Owning a home is likely your biggest asset, but also your biggest expense. Between the mortgage, insurance, unexpected repairs like roof damage, property taxes, and possibly homeowners association fees, your home can take a big chunk out of your wallet.
But fortunately, a homestead exemption can provide a degree of relief from those property taxes. Here’s what you need to know about a homestead exemption.
What exactly is a homestead exemption? Essentially, it’s a law that helps protect the value of your home.
What is a Homestead Tax Exemption?
Essentially, it’s a law that helps protect the value of your home.
Homestead tax exemptions waive a certain dollar amount or percentage of home value from property taxes.

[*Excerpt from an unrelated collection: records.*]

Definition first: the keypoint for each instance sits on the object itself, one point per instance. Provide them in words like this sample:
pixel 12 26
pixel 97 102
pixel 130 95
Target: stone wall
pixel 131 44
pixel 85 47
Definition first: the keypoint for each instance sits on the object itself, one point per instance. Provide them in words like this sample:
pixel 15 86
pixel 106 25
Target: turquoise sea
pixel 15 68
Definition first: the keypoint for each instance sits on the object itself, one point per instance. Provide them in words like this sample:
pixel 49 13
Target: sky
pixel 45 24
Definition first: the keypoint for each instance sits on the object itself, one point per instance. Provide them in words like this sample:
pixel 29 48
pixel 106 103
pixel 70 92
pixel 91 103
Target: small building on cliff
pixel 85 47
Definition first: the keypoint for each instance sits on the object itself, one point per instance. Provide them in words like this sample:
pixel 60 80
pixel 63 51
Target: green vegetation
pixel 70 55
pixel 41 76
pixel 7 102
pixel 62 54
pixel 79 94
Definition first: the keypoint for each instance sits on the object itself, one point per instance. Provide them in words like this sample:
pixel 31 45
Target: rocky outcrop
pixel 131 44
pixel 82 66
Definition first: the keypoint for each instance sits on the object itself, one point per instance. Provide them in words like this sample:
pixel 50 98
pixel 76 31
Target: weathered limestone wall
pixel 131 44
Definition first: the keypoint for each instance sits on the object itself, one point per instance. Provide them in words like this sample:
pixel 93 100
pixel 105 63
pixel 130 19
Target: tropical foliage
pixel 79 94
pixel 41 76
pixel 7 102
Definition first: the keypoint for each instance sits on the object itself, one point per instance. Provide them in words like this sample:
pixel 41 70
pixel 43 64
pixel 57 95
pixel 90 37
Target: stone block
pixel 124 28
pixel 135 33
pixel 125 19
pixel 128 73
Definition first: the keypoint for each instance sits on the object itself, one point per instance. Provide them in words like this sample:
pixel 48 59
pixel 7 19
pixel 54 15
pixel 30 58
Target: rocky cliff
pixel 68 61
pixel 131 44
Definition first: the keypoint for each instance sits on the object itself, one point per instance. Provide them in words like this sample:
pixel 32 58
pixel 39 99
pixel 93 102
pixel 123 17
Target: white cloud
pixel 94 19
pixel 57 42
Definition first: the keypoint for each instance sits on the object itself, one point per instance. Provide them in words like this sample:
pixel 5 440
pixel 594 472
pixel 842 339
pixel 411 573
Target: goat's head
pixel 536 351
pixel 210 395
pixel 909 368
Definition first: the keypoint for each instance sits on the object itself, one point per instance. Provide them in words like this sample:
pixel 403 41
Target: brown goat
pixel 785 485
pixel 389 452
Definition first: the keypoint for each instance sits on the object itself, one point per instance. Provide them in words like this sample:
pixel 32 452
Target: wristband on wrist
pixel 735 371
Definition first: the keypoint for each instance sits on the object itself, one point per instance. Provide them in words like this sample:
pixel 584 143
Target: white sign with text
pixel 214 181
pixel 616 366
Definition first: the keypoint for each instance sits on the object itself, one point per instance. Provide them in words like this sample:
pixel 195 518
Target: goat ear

The word “homestead” indicates that the exemption can be used only for the home you spend most of your time in. The incentive applies only to a primary residence, not investment properties or a second property.
Homestead exemptions usually offer a fixed discount on taxes, such as exempting the first $50,000 of the assessed value, with the remainder of the home’s value being taxed at the normal rate. For example, using a $50,000, the taxable value of your home would drop to $250,000, meaning your tax bill would drop to $2,500, saving you $500.
But homestead exemptions don’t just apply to taxes. This provision can also help homeowners shield some of their home’s value from creditors. If bankruptcy or the death of a spouse brings debt collectors to your door, a homestead exemption prevents the forced sale of your primary home. The homeowner is allowed to claim a certain amount of equity in the property as exempt from collection by creditors.